Spotify Reveals AI Coding Breakthrough: Top Developers Haven't Written Code Since December
By admin | Feb 12, 2026 | 2 min read
Has AI-driven development reached a critical turning point? For Spotify, the answer appears to be a definitive yes. During the company’s fourth-quarter earnings call this week, co-CEO Gustav Söderström revealed that the platform’s top developers “have not written a single line of code since December.” This striking statement was part of a broader discussion on how Spotify is leveraging artificial intelligence to dramatically accelerate its engineering and product development cycles.
Throughout 2023, the company shipped over 50 new features and updates to its streaming application. More recently, it has launched a series of AI-powered additions, including Prompted Playlists, Page Match for audiobooks, and the About This Song feature—all released within the past few weeks.
A key driver behind this velocity is an internal system called “Honk,” which Spotify highlighted during the analyst call. This platform enables remote, real-time code deployment using generative AI, specifically Claude Code. Söderström offered a vivid example: “An engineer at Spotify on their morning commute from Slack on their cell phone can tell Claude to fix a bug or add a new feature to the iOS app. And once Claude finishes that work, the engineer then gets a new version of the app, pushed to them on Slack on their phone, so that he can then merge it to production, all before they even arrive at the office.”
Spotify credits Honk with speeding up coding and deployment “tremendously.” Looking ahead, Söderström emphasized that this is “not being the end of the line in terms of AI development, just the beginning.”
He also pointed to Spotify’s unique advantage in building a proprietary dataset that other large language models cannot easily replicate. Unlike factual resources such as Wikipedia, music-related queries often lack a single correct answer. For instance, definitions of “workout music” vary widely by individual and region: while many Americans might prefer hip-hop, millions opt for death metal, and while EDM is popular for workouts in parts of Europe, many Scandinavians favor heavy metal.
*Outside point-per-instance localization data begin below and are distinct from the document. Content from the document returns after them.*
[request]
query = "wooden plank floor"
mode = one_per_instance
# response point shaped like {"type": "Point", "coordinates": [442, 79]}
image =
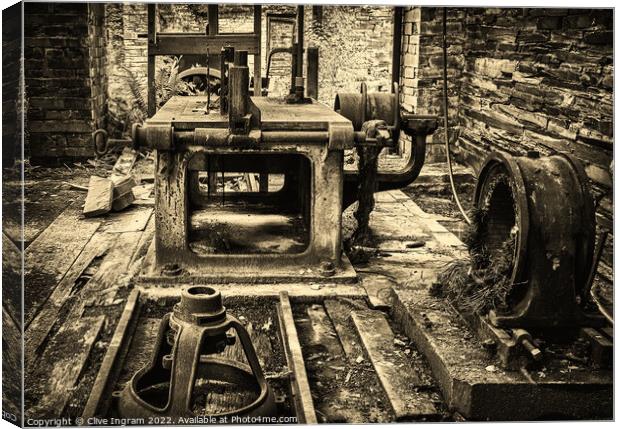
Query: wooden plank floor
{"type": "Point", "coordinates": [90, 277]}
{"type": "Point", "coordinates": [83, 269]}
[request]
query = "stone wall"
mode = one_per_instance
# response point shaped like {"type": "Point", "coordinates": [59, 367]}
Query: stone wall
{"type": "Point", "coordinates": [11, 89]}
{"type": "Point", "coordinates": [65, 81]}
{"type": "Point", "coordinates": [354, 43]}
{"type": "Point", "coordinates": [520, 79]}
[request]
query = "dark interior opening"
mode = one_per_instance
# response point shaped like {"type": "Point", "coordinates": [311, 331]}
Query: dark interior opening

“This is a dataset that we are building right now that no one else is really building. It does not exist at this scale. And we see it improving every time we retrain our models,” Söderström noted.
When analysts inquired about Spotify’s stance on AI-generated music, the company clarified its current approach: it allows artists and labels to specify in a track’s metadata how a song was created, while continuing to monitor the platform for spam content.